Several studies have confirmed that physical activity is a protective factor for cognitive function, and encouraging older adults to remain physically active can help prevent cognitive decline and dementia ³³. Smoking exacerbates the burden of vascular diseases such as cerebral infarction, impairs the blood supply to the brain, and exacerbates damage to brain cells. In addition, smoking may promote white matter degeneration by inhibiting myelin synthesis, thereby increasing the risk of AD ³⁴. Similarly, alcohol consumption is positively associated with cognitive decline in older adults, with even more than one standard unit of alcohol intake negatively affecting cognitive performance ³⁵. There is conflicting evidence on the relationship between BMI and cognitive function, with a study by Naomi et al. ³⁶ suggesting that obesity induces oxidative stress and inflammation, which in turn increases the risk of cognitive impairment and dementia. Conversely, Sun et al. ³⁷ found that obese individuals in later life exhibited improved cognitive function and a reduced risk of dementia. This may suggest an "obesity paradox," where weight loss is directly linked to health deterioration and increased mortality in older adults, while obese individuals possess a higher level of physical reserve and are less likely to suffer from other serious health complications ³⁸.

Our study showed that the positive correlation between OBS and DSST was more pronounced in the liver disease group compared to the normal group. The DSST is a highly sensitive test that detects milder cognitive impairments. In liver disease, impaired liver function leads to an increase in free radicals and a decrease in antioxidant capacity. This elevated level of oxidative stress may exacerbate cognitive impairments. The correlation between OBS and cognitive impairment was more pronounced in patients with liver disease ³⁹. Similarly, the positive correlations between OBS and AFT, DSST, and Global.Cognition were more significant in the stroke group compared to the normal group. There may be a synergistic effect of oxidative stress and stroke on the impairment of cognitive function. Specifically, stroke leads to decreased blood supply to the brain, directly affecting brain function and the integrity of the blood-brain barrier. Peripheral inflammatory mediators are more likely to invade brain tissue, aggravating damage, while ischemic damage triggers oxidative stress, further harming neurons ^40,41. Stroke-induced cerebral ischemia weakens the brain's ability to resist oxidative stress, making even mild oxidative stress more damaging.
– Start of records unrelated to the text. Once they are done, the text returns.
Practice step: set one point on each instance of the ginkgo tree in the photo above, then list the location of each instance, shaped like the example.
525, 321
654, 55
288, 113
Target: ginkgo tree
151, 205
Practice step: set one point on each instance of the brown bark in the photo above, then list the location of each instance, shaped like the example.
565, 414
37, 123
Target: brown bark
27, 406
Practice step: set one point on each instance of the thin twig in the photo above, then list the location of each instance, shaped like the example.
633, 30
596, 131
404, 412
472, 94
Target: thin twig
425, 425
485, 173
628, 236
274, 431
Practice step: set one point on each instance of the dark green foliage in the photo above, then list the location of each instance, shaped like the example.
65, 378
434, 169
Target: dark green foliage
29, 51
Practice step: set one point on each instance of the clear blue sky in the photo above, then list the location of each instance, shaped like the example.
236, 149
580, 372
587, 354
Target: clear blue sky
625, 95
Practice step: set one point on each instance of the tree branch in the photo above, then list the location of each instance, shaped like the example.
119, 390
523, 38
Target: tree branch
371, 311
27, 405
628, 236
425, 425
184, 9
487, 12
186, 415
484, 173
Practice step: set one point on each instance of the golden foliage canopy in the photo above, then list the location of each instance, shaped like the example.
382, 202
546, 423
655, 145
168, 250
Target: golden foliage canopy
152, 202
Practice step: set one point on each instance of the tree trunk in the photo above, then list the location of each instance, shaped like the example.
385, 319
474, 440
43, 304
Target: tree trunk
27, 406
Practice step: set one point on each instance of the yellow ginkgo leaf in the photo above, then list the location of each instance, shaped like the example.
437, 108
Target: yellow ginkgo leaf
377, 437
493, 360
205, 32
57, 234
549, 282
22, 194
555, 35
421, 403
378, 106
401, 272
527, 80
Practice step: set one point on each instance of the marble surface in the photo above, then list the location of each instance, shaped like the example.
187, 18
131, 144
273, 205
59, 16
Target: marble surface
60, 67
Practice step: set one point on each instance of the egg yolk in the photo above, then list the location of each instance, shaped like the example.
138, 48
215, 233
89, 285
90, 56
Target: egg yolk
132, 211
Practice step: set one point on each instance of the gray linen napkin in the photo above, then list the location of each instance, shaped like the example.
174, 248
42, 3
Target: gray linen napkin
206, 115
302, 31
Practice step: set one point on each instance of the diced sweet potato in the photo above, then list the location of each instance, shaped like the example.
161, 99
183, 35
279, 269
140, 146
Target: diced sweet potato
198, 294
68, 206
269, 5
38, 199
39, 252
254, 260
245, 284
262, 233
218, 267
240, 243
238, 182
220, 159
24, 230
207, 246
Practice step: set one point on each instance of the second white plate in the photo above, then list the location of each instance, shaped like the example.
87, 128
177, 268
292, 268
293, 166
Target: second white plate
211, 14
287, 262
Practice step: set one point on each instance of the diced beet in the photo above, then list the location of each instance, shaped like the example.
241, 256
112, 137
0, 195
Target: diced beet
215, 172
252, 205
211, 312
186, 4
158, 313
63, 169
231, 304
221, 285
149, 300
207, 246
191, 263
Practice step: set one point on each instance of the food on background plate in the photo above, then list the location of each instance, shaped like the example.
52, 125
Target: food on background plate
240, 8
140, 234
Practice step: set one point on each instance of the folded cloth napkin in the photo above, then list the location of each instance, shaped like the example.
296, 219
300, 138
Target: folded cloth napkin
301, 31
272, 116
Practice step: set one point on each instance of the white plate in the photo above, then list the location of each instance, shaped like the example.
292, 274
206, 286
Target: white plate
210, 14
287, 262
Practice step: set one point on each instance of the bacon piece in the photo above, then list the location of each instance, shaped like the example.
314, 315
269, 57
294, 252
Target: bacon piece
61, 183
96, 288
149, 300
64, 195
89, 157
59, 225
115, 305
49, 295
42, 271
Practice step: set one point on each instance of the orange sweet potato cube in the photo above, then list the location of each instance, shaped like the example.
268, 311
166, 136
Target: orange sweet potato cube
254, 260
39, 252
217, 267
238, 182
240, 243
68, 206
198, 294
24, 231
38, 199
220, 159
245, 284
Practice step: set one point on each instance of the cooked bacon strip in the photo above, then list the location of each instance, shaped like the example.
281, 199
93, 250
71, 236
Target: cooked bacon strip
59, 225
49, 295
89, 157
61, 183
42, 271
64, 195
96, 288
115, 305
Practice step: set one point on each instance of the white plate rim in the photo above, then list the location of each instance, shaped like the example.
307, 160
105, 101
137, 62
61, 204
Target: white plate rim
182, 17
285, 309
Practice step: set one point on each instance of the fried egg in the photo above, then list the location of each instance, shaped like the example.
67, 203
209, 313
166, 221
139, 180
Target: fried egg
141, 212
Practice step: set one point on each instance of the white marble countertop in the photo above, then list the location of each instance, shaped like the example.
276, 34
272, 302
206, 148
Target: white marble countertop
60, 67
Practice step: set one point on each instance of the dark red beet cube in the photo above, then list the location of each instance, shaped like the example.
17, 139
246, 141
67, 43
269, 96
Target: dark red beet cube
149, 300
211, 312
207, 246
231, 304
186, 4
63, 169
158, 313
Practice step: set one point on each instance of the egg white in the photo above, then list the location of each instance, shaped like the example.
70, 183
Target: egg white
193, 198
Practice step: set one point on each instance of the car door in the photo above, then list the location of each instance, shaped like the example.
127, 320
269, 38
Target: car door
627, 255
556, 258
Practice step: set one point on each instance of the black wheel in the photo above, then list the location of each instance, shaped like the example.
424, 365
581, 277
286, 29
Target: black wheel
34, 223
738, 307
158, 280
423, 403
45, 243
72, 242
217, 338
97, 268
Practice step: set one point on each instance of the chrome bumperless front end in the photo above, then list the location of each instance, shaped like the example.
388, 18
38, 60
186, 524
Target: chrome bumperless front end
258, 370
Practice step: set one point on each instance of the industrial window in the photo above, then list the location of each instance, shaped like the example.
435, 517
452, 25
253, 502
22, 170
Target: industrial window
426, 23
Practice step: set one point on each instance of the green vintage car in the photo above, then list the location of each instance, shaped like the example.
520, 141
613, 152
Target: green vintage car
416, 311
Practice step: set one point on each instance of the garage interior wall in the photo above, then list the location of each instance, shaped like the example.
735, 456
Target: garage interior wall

This study has several strengths. We integrated data from all available consecutive NHANES cycles, including a large sample of elderly participants across the United States, which enhances the stability of the statistical analysis and generalizability of the results. Our study design accounted for several potential confounders, including gender, race, income, and comorbidities, and adjustments were made using multivariate analysis methods, ensuring the accuracy and reliability of the results. The OBS integrates multiple metrics related to oxidative stress, reflecting the overall oxidative status of the body. Compared to a single biomarker, the OBS is more holistic and representative. We found, for the first time, a significant association between OBS and cognitive function. This finding provides a new perspective for understanding the potential role of oxidative stress in cognitive disorders and enables better identification of those at risk, allowing for the development of personalized interventions.

There are some limitations to this study. First, this was a cross-sectional study, so we were unable to determine a causal relationship between OBS and cognitive impairment, nor could we observe dynamic changes in OBS and cognitive function over time. Second, assessing cognitive function is a complex process, and the cognitive tests in the NHANES database may not comprehensively cover all cognitive domains. Although we adjusted for multiple confounders in this study, it remains difficult to completely exclude all external variables that may affect the results, and unconsidered confounders could impact the study's accuracy. Future prospective longitudinal studies are needed to further validate the relationship between OBS and cognitive impairment and to strengthen causal inferences.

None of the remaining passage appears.